He wrote some 750 hymns and was praised for his prolific and popular hymn writer.
He is regarded as the "Godfather of English Hymnody"; many of his hymns are still in use today and have been translated into several languages.
Life
Watts was born in Southampton, Hampshire, England, in 1674, and was brought up in the household of a nonconformist Christian convertor; his father, also Isaac Watts, had been jailed twice for his convictions. Watts attended King Edward VI School, Southampton, learning Latin, Greek, and Hebrew.

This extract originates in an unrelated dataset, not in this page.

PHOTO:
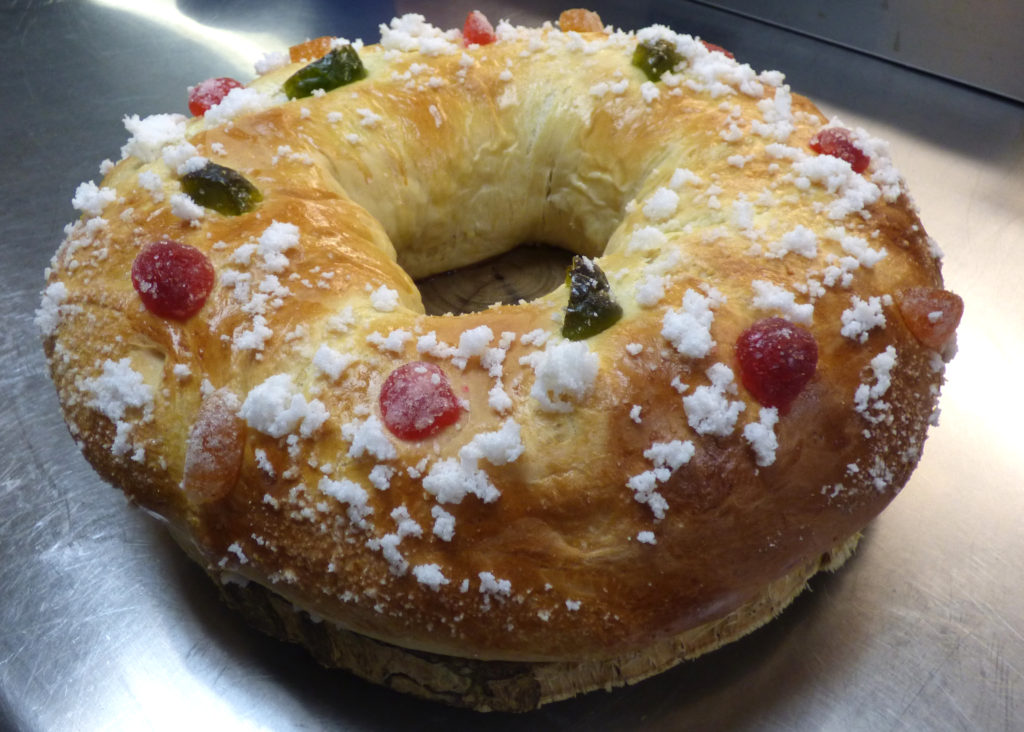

Watts had a penchantance for rhymes from an early age. He was once asked why he had his eyes open during prayers, to which he replied: "Yes, I did."
He received corporal punishment for this, to which he cries:
Watts was unable to enroll in Oxford or Cambridge because he was a nonconformist, and these universities were limited to Anglicans—as were government positions at the time. In 1690, he entered the Dissenting Academy at Stoke Newington. A large portion of his life revolved around that village, which now makes up Inner London.
Watts was appointed pastor of a large independent chapel in London, Mark Lane Congregational Chapel, where he taught preachers despite his poor health. He held religious views that were more nondenominational or ecumenical than those of a nonconformist Congregationalist. He had a greater interest in encouraging education and scholarship than preaching for any particular group.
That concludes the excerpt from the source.